My book is “Echoes of Fury” by Frank Parchman. (An amusing note: The cover photo is NOT the eruption of Mt. Saint Helens!)
The book is the account of the volcano and a few of the lives it changed forever. Parchman does an excellent job of explaining volcanoes, especially Saint Helens, in an informative yet easy to understand way. He briefly goes over the history of Saint Helens, and then starts introducing you to the people of the book in the days before the eruption.
As I started the book, I had worried that it was become confusing with so many people in the story lines. Each person’s experience is woven together like a master tapestry. Their lives before, during, and after the eruption. There are a few photos to give you reference and a face to bring to mind as you read.

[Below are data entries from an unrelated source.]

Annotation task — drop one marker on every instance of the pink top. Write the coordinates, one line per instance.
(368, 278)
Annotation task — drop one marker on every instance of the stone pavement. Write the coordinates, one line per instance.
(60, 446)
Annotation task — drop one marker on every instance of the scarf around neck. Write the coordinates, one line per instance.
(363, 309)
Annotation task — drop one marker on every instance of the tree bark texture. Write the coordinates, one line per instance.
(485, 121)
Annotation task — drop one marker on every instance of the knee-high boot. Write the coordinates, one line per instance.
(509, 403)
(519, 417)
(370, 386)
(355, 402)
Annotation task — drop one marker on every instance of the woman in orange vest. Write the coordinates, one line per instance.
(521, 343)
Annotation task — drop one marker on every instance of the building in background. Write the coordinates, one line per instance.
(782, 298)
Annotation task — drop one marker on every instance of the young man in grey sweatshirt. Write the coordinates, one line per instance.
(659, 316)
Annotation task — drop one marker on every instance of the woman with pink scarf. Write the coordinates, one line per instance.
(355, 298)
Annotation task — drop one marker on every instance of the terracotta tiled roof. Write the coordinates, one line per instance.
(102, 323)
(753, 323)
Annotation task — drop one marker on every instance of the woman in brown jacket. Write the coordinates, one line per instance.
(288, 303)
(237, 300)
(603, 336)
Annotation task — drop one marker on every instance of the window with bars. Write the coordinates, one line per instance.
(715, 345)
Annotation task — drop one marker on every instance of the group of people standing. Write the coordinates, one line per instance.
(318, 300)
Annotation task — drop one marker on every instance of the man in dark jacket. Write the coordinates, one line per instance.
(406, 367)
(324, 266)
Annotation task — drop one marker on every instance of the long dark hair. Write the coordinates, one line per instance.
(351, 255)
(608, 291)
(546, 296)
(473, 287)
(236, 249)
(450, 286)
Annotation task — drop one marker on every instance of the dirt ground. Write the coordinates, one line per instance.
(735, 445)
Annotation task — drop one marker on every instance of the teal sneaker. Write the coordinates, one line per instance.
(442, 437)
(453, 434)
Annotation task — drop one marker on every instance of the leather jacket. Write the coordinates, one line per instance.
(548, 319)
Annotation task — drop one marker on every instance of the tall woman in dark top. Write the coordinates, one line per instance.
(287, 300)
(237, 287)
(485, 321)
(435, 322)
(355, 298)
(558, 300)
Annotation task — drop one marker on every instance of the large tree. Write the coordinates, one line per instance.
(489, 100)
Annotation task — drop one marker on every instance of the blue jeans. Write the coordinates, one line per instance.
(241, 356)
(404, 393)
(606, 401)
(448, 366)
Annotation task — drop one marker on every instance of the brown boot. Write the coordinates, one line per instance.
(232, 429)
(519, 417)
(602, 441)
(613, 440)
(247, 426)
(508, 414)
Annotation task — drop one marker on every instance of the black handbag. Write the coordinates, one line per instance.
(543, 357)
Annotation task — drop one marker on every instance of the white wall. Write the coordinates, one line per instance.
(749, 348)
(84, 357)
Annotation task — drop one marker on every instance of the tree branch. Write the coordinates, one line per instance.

Also told are the stories of the rescues and the governmental chaos & cover-ups that followed. To say I was shocked at the way WA State treated the victims would be an understatement. Wow.
I chose this book because I remember so well that day in 1980 when it erupted. On a trip to Seattle in 2008, Himself and I made a day trip down to Mt. Saint Helens. I wanted to see the mountain for myself. Miles and miles before you could even see the mountain, you could see the ash laden riverbanks. Along the road are markers telling how high the river overflowed at this point… or that you were entering the blast zone… or that you were now entering the kill zone.

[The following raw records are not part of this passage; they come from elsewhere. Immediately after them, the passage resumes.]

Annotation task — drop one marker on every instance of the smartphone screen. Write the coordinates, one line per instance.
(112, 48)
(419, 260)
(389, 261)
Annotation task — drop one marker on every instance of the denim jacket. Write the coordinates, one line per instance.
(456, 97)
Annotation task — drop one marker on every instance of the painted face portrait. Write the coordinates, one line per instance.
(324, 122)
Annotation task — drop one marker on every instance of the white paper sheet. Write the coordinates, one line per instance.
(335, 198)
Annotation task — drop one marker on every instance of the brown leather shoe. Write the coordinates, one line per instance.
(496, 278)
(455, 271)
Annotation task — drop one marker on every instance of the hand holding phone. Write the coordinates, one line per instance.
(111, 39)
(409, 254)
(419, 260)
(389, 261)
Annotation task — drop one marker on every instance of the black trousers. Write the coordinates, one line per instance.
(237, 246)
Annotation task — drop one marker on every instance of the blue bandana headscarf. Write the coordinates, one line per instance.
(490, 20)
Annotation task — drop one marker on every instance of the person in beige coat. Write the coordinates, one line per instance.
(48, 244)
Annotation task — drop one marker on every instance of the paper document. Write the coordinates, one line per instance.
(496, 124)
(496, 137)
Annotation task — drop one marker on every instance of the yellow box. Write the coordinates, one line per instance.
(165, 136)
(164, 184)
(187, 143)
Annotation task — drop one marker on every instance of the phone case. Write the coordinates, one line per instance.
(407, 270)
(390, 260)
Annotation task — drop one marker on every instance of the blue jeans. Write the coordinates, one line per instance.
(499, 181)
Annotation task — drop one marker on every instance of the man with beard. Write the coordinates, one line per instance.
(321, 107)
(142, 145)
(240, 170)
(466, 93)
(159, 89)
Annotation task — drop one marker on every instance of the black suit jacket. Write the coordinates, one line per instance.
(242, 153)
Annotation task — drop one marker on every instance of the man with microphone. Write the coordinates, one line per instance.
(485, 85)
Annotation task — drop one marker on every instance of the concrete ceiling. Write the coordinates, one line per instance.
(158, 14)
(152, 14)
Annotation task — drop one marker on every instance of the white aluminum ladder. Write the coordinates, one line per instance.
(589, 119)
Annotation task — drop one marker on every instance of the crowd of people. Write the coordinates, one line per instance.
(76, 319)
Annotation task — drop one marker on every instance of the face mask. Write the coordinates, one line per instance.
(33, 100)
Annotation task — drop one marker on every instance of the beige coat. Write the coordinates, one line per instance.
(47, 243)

Then a bit farther down the road you get your first glimpse of Mt. Saint Helens.
Oh my goodness.
My art is two of the many photos I took that day. I digitally altered them, first using the “pencil sketch” option, then a few other edits to sharpen the image. The first image shows the waste land around the base of the volcano. Twenty eight years and the slopes are still lunar in appearance. The second image is a close up of the blown away wall. You can see a puff of steam rising from the center. For perspective, remember that Mt. Saint Helens used to be called the “Mt Fuji of America” because of its perfect cone shape.
I can recommend this book to anyone who has an interest in Mt Saint Helens. And if you are planning on visiting the site I would definitely say to read this before you go.